1: 2 5 1.0000000 0.8666667 TRUE TRUE TRUE 0.4 5.266667 0.2206851 0.0005575673 0.9999939 2: 3 6 0.8888889 1.0000000 TRUE TRUE TRUE NA 4.888889 NA NA NA 3: 1 4 1.0000000 NA TRUE TRUE TRUE 1.0 5.000000 NA NA NA upost weight 1: 6.076612e-06 5.980909 2: NA 1.322975 3: NA 14.542525
djvanderlaan commented 1 week ago

Not sure on in how much detail I have to answer.

When estimating the model using problink_em the model will assume that NA correspons to non-agreement so 0. problink_em can only work with 0/1 values. Therefore it will also truncate the string-distance scores. The values in cmp_jarowinkler control that. How missing values are treated depends on the comparison function, but the ones supplied with the package assume NA = 0.

However, when calculating the probabilities, predict.problink_em, will work with the numeric values. It will scale the probabilties between those of 0 and those of 1. This causes the missing values. Perhaps the function should also assume NA = 0 when calculating the probabilities.

However, when calculating the weights the missing values are treated differently. Usually (not in this example; because of the small size it converged to weird estimates), non aggreement on a variable leads to a negative contribution to the total weight; agreement leads to a positive weight. As NA indicates missing information; it is assumed that this is better modelled with a contribution of 0 to the total weight.

So the weights can be used. And usually pair selection is done using the weights (in theory this would actually be optimal; this is wat Fellegi-Sunter proved). But mpost is also often used.

I will think about whether is makes sense to set the NA also to 0 for calculating the probabilities (not the weights) in predict.problink_em. Perhaps that is better. In the mean time, if you want to use the probabilities, you can set the missing values to 0 before calculating the predictions. If you are not using the weights that should not matter.

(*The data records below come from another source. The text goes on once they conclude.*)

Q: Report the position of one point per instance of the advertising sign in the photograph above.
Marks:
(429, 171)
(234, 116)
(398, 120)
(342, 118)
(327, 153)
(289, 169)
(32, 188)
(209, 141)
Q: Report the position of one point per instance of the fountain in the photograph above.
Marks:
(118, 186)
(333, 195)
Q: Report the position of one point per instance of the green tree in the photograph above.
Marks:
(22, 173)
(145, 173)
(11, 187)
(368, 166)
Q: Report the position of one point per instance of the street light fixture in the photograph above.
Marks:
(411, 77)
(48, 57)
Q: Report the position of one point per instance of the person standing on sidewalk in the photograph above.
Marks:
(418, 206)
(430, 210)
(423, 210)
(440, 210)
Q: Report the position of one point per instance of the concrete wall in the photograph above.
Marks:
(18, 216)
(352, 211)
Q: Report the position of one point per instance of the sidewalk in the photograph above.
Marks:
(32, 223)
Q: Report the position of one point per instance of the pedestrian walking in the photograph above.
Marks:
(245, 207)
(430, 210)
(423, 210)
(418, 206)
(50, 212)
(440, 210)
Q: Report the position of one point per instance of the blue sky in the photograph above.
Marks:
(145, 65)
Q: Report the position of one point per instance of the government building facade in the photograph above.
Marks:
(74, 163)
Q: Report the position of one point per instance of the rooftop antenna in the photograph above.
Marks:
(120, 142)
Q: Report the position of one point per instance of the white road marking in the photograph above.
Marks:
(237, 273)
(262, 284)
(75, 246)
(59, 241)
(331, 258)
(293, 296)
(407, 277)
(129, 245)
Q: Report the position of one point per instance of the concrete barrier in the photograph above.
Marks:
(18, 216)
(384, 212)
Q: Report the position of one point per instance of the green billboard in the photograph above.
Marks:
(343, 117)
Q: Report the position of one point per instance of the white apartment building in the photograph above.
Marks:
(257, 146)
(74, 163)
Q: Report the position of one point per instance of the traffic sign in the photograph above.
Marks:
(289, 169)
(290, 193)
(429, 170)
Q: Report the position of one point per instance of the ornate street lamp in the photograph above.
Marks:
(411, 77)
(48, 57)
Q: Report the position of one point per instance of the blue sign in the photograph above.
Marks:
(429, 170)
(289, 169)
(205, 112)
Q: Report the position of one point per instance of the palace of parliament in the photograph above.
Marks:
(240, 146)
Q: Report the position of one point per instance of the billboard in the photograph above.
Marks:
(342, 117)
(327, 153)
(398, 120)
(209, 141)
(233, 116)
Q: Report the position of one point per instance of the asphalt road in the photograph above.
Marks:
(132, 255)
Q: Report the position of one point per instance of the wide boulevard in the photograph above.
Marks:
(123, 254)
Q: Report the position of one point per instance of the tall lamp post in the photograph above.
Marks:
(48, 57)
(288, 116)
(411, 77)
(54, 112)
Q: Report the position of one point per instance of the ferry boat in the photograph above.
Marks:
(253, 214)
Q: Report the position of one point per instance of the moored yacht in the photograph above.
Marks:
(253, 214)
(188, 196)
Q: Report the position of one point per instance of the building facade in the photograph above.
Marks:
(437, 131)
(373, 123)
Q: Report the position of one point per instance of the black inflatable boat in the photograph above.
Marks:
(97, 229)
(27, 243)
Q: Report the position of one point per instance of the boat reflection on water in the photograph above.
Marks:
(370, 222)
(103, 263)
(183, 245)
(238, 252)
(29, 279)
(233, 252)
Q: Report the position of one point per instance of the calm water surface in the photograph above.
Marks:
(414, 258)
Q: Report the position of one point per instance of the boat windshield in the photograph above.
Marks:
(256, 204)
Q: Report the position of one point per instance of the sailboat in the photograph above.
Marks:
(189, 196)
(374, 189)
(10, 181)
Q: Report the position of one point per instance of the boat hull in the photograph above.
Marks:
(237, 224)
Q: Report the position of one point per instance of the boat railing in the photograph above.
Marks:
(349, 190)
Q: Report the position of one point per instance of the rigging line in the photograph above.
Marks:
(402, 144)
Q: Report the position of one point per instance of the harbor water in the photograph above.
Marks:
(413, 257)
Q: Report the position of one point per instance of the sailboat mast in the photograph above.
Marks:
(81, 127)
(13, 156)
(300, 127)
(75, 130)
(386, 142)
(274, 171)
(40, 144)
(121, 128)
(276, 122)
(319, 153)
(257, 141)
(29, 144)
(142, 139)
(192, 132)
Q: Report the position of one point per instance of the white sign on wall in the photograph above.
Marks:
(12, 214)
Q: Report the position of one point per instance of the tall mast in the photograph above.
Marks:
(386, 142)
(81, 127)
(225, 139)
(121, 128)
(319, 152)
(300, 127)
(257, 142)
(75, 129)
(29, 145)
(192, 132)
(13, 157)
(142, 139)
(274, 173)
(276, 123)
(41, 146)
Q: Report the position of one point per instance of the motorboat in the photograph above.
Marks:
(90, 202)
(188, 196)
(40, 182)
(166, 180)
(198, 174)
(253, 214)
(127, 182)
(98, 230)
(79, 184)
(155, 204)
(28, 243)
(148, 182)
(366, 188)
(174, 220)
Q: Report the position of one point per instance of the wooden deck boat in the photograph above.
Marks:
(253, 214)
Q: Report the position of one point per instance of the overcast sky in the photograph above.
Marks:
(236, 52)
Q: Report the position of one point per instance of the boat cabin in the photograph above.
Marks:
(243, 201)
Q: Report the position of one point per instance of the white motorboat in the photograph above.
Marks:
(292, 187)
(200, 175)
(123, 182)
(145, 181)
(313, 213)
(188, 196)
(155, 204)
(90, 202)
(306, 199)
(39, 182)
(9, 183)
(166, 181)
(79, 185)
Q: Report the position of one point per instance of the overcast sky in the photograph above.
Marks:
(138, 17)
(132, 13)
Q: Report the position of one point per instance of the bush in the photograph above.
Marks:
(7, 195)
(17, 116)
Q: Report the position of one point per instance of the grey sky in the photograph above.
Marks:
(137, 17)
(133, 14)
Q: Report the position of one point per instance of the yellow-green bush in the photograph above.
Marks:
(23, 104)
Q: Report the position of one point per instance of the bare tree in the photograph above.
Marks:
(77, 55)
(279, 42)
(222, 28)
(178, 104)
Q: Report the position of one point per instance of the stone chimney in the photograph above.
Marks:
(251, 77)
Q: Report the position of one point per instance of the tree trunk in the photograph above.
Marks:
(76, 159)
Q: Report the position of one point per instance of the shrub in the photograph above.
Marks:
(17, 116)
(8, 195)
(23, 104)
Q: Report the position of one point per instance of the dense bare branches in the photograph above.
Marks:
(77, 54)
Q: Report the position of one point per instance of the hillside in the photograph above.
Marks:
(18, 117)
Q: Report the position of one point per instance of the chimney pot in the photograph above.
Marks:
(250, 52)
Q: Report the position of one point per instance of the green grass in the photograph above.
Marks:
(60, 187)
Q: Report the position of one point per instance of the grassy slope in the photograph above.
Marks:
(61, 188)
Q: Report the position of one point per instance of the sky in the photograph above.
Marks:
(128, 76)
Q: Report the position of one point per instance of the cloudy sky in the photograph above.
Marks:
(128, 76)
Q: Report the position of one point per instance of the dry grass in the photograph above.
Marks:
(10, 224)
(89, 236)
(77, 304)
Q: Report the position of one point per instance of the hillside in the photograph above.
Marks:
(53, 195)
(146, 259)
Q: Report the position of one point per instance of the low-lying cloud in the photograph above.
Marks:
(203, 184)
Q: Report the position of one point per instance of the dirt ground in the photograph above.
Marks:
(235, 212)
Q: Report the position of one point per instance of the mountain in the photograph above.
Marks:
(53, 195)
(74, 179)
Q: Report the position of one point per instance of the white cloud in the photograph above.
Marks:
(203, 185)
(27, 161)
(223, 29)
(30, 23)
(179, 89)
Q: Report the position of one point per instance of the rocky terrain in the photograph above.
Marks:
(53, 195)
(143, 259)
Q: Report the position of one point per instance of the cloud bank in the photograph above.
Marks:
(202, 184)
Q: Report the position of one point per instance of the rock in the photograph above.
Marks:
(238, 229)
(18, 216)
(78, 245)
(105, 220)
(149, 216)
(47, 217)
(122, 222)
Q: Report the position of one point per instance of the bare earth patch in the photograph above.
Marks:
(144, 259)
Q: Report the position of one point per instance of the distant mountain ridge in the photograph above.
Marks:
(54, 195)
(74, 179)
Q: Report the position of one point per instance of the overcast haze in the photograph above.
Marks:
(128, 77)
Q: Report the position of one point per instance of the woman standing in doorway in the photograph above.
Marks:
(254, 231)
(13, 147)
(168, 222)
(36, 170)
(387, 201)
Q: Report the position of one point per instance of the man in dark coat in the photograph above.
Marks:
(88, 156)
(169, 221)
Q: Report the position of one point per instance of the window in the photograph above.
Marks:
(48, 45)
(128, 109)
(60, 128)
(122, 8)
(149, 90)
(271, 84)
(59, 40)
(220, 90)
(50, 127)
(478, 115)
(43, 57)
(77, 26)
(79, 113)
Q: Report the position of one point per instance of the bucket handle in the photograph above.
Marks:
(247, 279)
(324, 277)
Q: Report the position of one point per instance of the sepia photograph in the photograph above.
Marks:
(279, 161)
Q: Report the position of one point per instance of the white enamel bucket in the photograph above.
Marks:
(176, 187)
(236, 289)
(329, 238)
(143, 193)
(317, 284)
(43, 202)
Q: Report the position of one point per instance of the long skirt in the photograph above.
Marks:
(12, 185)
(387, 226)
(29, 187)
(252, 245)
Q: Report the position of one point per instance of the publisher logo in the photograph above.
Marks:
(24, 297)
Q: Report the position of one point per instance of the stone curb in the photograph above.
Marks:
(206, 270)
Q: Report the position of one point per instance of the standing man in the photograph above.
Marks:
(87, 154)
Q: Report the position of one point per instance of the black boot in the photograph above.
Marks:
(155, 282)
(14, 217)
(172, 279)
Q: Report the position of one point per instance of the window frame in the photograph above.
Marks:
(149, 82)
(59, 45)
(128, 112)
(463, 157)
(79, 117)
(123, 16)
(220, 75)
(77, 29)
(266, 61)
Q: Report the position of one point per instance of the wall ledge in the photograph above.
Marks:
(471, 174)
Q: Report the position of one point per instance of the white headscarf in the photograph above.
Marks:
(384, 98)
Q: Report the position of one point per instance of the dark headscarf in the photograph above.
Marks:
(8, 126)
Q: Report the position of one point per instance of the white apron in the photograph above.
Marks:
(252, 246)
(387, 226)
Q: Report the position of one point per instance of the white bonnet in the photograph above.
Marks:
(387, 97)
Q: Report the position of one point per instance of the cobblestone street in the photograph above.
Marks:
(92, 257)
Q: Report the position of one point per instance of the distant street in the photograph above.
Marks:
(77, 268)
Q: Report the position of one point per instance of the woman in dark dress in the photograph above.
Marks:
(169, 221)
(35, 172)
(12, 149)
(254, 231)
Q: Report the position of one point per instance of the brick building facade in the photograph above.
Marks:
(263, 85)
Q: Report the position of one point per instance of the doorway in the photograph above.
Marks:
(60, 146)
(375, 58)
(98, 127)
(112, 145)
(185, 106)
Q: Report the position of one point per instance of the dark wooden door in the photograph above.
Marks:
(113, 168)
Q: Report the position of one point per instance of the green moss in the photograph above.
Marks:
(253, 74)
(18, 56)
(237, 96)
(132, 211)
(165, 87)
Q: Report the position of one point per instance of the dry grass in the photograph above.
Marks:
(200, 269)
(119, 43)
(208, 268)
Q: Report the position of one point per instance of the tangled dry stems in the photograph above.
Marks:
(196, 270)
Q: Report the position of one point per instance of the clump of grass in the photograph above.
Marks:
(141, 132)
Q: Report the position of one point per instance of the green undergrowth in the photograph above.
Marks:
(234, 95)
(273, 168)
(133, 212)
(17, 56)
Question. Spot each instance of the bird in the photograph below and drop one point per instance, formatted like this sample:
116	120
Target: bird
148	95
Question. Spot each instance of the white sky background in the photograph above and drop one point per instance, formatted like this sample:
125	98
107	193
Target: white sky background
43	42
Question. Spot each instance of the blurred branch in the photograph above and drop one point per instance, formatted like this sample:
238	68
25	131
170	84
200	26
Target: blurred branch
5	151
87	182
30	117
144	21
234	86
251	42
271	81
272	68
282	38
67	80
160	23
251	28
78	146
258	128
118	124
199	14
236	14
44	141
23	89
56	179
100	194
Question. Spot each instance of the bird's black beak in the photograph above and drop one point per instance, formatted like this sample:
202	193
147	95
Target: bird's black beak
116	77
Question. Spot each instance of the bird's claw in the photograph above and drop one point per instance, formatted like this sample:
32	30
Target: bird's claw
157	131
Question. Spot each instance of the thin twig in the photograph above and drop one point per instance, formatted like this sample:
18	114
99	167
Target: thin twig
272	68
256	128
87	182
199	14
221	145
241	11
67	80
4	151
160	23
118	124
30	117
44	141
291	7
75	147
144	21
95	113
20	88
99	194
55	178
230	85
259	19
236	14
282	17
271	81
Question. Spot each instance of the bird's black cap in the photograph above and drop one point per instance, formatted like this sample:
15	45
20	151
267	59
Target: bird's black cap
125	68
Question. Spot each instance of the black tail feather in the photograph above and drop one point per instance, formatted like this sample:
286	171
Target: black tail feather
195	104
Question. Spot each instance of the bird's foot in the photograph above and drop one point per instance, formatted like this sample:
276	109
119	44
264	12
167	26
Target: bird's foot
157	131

One way would be to have custom comparator functions that return 0 when NA:

cmp_jarowinkler2 <- function(threshold = 0.95) {
  function(x, y) {
    if (!missing(y)) {
      res <- 1-stringdist::stringdist(x, y, method = "jw")
      res[is.na(res)] <- 0
      res
    } else {
      (x > threshold) & !is.na(x)
    }
  }
}

cmp_lcs2 <- function(threshold = 0.80) {
  function(x, y) {
    if (!missing(y)) {
      d <- stringdist::stringdist(x, y, method = "lcs")
      maxd <- nchar(x) + nchar(y)
      res <- 1 - d/maxd
      res[is.na(res)] <- 0
      res
    } else {
      (x > threshold) & !is.na(x)
    }
  }
}
humblecoderrr commented 1 week ago

Thank you for taking the time to provide an in-depth response. I had this conversation with my team a few weeks ago to explore replacing NA's with 0 values. They were concerned that it would result in more false positive matches. But I think the lesson here would be to do a thorough evaluation and incorporate weights to classify the pairs. I really appreciate your work on this!